New Guidance Related to the Consultations Codes
By: DAVID M. GLASER
January 2006
CMS (The Center for Medicare and Medicaid Services) issued a transmittal that instructed its Medicare carriers to implement changes to the policy regarding consultations as of January 17, 2006. At first glance, the transmittal appears to dramatically limit the definition of a consultation. However, a more careful reading suggests that in fact, with the exception of the deletion of the confirmatory consultation and follow-up inpatient consultation codes, physicians need not significantly change their practice.
There is one change in the transmittal that seems, upon initial review, to suggest that it is nearly impossible for a visit to qualify as a consultation. CMS has always said that when a transfer of care occurs, the visit does not qualify as a consultation. However, the new guidance changes the definition of “transfer of care.” The new definition reads: “A transfer of care occurs when a physician or qualified NPP requests that another physician or qualified NPP take over the responsibility for managing the patients' complete care for the condition and does not expect to continue treating or caring for the patient for that condition.”Prior to this change a transfer of care was defined as the consultant taking over complete care of all of the patient’s medical needs, not just the problem for which a consultation was requested. (The new definition is similar to the definition CMS used prior to 1998.) If that were the only text in the transmittal, it would be reasonable to conclude that many visits that have been considered consultations would not qualify because the requesting physician anticipates that the consultant will be primarily responsible for handling treatment of the problem. However, a review of the examples CMS includes in the transmittal suggest that if the requesting physician will be monitoring the patient for reoccurrence or to facilitate or evaluate the treatment in any way, then the visit still qualifies as a consultation.
The transmittal includes several examples of visits that should be considered consultation.
The first is:
“An internist sees a patient that he has followed for 20 years for mild hypertension and diabetes mellitus. He identifies a questionable skin lesion and asks a dermatologist to evaluate the lesion. The dermatologist examines the patient and decides the lesion is probably malignant and needs to be removed. He removes the lesion which is determined to be an early melanoma. The dermatologist dictates and forwards a report to the internist regarding his evaluation and treatment of the patient. Modifier -25 shall be used with the consultation service code in addition to the procedure code. Modifier -25 is required to identify the consultation service as a significant, separately identifiable E/M service in addition to the procedure code reported for the incision/removal of lesion. The internist resumes care of the patient and continues surveillance of the skin on the advice of the dermatologist.”
In that example, the dermatologist diagnoses and removes the lesion, so someone might try to argue that the dermatologist, rather than the internist is following the condition.

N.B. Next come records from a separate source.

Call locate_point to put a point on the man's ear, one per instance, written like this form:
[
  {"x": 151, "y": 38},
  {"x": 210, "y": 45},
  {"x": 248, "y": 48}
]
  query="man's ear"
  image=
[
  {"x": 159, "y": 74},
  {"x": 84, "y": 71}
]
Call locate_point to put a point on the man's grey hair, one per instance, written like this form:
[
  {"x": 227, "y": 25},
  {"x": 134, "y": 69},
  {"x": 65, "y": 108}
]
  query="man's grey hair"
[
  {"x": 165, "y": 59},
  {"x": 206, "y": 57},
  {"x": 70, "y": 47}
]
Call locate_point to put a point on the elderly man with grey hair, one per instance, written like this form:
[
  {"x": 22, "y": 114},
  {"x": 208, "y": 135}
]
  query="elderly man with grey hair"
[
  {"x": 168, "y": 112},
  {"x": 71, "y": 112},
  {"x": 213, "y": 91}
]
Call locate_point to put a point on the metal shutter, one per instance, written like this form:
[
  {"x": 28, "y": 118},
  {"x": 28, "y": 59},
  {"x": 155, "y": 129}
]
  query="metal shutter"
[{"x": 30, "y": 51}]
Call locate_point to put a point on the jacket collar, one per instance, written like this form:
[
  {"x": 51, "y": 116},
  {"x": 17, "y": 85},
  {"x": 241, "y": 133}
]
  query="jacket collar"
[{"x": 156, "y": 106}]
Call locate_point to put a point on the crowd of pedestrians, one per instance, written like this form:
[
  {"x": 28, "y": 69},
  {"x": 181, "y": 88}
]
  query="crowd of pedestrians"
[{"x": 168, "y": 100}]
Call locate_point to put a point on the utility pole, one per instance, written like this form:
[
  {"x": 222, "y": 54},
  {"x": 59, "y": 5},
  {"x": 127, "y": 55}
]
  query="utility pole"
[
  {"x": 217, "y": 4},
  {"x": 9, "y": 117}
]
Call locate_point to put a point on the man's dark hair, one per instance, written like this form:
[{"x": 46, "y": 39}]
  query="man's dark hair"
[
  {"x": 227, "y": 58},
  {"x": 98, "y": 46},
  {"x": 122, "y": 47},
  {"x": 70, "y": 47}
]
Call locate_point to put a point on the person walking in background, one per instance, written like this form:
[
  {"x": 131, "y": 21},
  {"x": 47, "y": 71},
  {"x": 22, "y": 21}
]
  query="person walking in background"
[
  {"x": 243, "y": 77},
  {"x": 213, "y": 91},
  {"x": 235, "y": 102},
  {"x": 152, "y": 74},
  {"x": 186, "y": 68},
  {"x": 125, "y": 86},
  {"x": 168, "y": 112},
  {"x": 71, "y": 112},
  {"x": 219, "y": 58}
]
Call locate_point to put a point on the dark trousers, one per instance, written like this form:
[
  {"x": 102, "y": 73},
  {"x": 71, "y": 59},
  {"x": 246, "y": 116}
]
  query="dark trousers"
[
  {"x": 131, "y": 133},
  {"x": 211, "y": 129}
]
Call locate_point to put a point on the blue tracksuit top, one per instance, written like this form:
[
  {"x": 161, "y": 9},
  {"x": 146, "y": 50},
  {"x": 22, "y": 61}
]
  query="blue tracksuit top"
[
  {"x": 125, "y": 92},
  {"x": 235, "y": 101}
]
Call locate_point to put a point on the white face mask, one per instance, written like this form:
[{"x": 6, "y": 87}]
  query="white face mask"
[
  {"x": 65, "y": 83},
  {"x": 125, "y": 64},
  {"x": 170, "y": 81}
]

But the example makes it clear that the fact that internist will continue to monitor the skin means that the initial visit qualifies as a consultation. Similar examples discuss care by a cardiologist and general surgeon.
There is an additional example in the newsletter that addresses the ongoing debate as to whether visit following an emergency room visit can qualify as a consult. CMS is taking the position that most of the visits do not qualify as consultations. They use the following example:
“The emergency room physician treats the patient for a sprained ankle. The patient is discharged and instructed to visit the orthopedic clinic for follow-up. The physician in the orthopedic clinic shall not report a consultation service because advice or opinion is not required by the emergency room physician. The orthopedic physician shall report the appropriate office or other outpatient visit code.”
While CMS does not address it, there seems to be no doubt that if the ER physician requested a specialist come to the ED to examine the patient, that visit would qualify as a consultation.